Along with very helpful on-campus resources, TFA also has an impressive alumni network consisting of 10,000 professionals in fields such as law, medicine, media and government. Each person has a different story to tell, with different experiences and impacts, yet the thread of making a difference seems to be consistent.

“It’s hard to summarize what my experience was like…It was an incredibly difficult job, but so worth all of the effort,” Hoffman said. “It was at times frustrating or maddening, but the thing is: it wasn’t about me. It wasn’t about me being frustrated or upset or anything else. It was about how I was going to get my 24 students to make the academic gains in second grade that they needed to make to get up to grade level… Watching my kids succeed was what made all the work worth it.”

There is still time to apply, and resources are readily available for anyone interested.

“Just apply! What do you have to lose?” asked Bachman. “It’s a commitment not to be taken lightly and at the same time a wonderful opportunity if you choose to make that commitment.
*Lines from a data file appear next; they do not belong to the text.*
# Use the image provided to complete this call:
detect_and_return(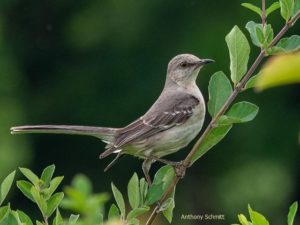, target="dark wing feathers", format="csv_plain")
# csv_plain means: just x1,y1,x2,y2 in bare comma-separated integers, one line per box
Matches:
114,95,199,148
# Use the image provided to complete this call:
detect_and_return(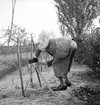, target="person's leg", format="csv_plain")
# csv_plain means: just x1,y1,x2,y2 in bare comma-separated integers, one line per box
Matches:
65,75,71,87
65,49,76,86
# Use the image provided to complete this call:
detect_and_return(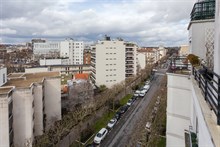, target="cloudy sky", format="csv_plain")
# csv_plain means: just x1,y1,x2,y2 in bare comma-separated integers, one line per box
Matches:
0,0,196,46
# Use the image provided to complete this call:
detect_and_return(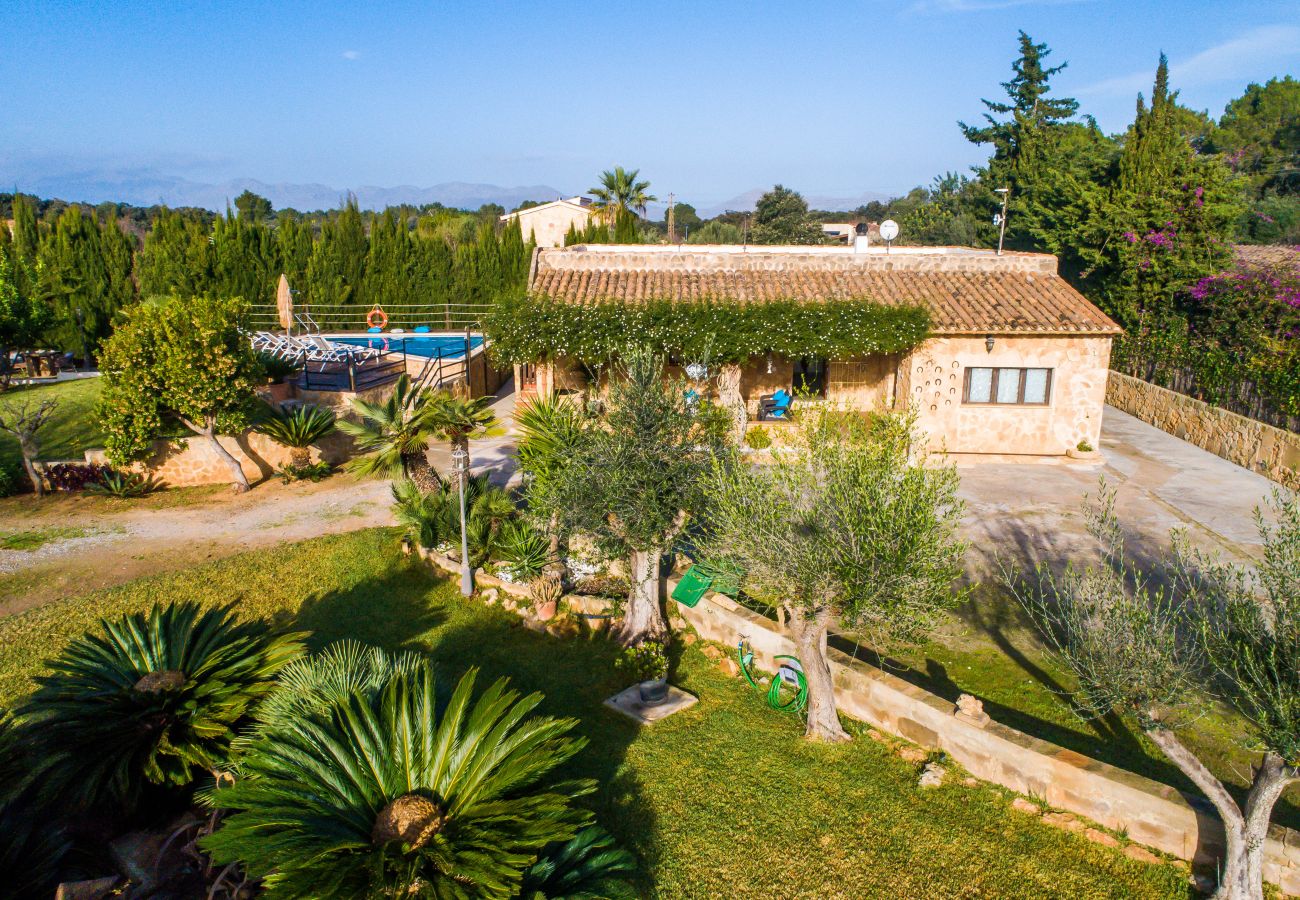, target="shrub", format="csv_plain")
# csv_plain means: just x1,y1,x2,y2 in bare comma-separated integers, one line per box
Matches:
86,468,163,499
497,519,551,581
46,463,113,492
745,425,772,450
20,603,303,812
615,641,668,682
200,659,595,899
It’s not something you would regret!”

For those seniors who want to make a difference and are anxious to get their job search rolling, TFA looks like the perfect fit.

“I remember reading a quote once that said, ‘Some people dream about doing great things while other people wake up and do them,'” said Hoffman. “I know there are people at Colgate who are ready to wake up and do great things. I know that when I was graduating, I didn’t want to be anyone’s assistant or be bored because I didn’t have responsibility. I was ready to jump in and do something that was going to make a real impact. TFA was exactly the right opportunity. I’d love to see more Colgate alumni join this movement.”